The output of the filtering stage is then handed off to you display layer where a pretty
widget of product recommendations is presented to the user. Generally speaking, the candidate
generation, ranking and filtering will live inside some distributed recommendation web service
that your web front-end talks to in the process of rendering a page for a specific user. This is
what we call item-based collaborative filtering.


### Accuracy metrics

Let's say we have $n$ ratings in our test set. For each rating we can call the rating out system
predicts, $y$, and the rating the user actually gave, $x$.

Mean Square Error = $\frac{ \sum_{i=1}^{n} | y_i - x_i |}{n} $

Another one very popular is RMSE. It penalizes you more when your rating prediction is
way off, and penalizes less when you were reasonably close.


Root mean square error = $\sqrt( \frac{ \sum_{i=1}^{n} ( y_i - x_i )^2}{n})$

Typically in recommender systems literature, the RMSE metric is broadly use.

### Evaluating top-n recommenders
* hit rate: Ypu generate top end recommendations for all of the users in your test set.
If one of the recommendations in a user is top end recommendations is something they actually rated,
you consider that a hit.
* $$ \frac{hits}{users} $$
* leave-one-out cross validation: Compute top end recommendations for each user in our training data,
and intentionally remove one of those items from that users in training data. We then test our
recommender system's ability to recommend that item that was left out in the top end results
it created for that user in the testing phase.
* Average reciprocal hit rate (ARHR): this metrics is just like hit rate, but it accounts for
where in the top end list your hits appear. So you end up getting more credit successfully recommending
an item in the top slot, that in the bottom slot.
* $\frac{\sum_{i=1}^{n} \frac{1}{rank_i}}{users}$

### Coverage, diversity, and novelty

* coverage: the percentage of possible recommendations that your system is able to provide. It can also
be important to watch because it gives a sense og how quickly new items in your catalog will start
to appear in recommendations
* diversity: It is a measure of how broad a variety of items in your recommender system is putting
in front of people.
* novelty: It is a measure of how popular them items are that you are recommending.

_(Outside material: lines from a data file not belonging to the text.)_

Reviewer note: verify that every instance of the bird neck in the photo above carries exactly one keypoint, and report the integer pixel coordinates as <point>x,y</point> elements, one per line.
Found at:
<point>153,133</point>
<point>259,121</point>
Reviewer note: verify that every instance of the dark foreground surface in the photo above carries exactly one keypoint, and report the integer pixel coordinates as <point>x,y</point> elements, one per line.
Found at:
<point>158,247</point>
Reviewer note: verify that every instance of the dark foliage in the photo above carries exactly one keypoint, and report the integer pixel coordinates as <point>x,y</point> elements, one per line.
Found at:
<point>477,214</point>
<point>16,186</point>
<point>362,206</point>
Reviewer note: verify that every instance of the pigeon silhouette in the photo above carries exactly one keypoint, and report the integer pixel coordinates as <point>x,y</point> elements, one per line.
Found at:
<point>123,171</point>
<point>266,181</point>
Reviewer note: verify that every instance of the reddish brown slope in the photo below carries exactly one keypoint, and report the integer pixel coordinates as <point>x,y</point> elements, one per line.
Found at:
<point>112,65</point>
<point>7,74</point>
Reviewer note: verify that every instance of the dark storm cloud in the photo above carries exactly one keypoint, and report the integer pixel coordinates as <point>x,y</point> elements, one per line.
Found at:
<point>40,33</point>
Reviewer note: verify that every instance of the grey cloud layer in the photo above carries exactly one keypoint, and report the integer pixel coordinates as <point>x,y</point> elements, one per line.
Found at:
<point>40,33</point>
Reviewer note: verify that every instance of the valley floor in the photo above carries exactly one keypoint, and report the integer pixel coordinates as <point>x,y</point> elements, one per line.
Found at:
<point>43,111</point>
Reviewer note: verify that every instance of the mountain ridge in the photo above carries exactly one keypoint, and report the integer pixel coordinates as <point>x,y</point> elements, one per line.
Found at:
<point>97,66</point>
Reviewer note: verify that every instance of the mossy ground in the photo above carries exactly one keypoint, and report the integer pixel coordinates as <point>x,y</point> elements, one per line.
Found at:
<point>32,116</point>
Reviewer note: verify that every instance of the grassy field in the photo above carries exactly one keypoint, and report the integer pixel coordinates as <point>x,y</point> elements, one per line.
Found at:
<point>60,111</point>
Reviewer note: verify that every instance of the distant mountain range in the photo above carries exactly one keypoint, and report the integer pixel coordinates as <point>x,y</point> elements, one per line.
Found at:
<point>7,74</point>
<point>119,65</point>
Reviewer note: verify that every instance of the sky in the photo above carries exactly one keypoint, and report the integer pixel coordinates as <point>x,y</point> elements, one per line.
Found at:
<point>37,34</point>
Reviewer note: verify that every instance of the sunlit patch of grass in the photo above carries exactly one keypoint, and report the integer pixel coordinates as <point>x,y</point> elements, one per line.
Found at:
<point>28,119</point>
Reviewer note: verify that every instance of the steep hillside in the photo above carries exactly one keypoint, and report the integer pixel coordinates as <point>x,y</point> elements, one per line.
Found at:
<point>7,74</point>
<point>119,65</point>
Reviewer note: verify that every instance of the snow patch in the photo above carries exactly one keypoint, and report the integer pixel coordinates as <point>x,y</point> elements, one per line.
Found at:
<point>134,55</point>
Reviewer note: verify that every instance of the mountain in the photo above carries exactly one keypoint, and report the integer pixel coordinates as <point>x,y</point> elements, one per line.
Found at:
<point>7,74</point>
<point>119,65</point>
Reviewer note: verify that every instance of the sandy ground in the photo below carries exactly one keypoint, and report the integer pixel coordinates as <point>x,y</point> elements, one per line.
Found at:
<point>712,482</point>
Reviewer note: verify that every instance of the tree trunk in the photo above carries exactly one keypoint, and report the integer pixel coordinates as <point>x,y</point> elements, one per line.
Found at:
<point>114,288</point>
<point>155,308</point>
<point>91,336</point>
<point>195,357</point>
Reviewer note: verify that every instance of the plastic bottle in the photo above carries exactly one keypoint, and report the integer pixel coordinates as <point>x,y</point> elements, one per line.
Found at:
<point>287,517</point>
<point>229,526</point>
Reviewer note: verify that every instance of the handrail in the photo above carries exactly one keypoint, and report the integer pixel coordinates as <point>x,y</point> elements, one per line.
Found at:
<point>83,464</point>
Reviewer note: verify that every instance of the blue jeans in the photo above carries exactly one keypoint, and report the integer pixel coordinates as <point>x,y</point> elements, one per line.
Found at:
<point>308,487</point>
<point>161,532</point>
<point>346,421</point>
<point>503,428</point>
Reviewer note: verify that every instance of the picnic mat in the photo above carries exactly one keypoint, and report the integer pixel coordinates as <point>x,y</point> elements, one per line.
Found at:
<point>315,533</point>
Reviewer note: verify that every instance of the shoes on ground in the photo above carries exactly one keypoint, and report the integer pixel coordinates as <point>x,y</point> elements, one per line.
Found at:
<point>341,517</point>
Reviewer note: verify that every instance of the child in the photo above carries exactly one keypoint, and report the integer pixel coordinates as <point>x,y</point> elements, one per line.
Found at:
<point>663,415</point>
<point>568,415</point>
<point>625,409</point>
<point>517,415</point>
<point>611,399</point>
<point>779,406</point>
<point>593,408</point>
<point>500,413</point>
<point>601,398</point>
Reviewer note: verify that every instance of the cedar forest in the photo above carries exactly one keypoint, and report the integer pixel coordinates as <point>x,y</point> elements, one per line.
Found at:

### Churn and responsiveness
* Churn: It can measure how sensitive your recommender system is to new user behavior. If a user rates
a new movie, does that substantially change their recommendations? If so, then you churn score will be high.
* responsiveness: how quickly does new user behavior influence your recommendations?

### A/B Tests
* You can put recommendations from different algorithms in front of different sets of users
and measure if they actually buy, watch, or otherwise indicate interest in the recommendations you have presented.
* By always testing changes to your recommender system using controlled online experiments, you
can see if they actually cause people to discover and purchase more new things than they would
have otherwise. At the end of the day, the results of online AB test are the only evaluation that matters.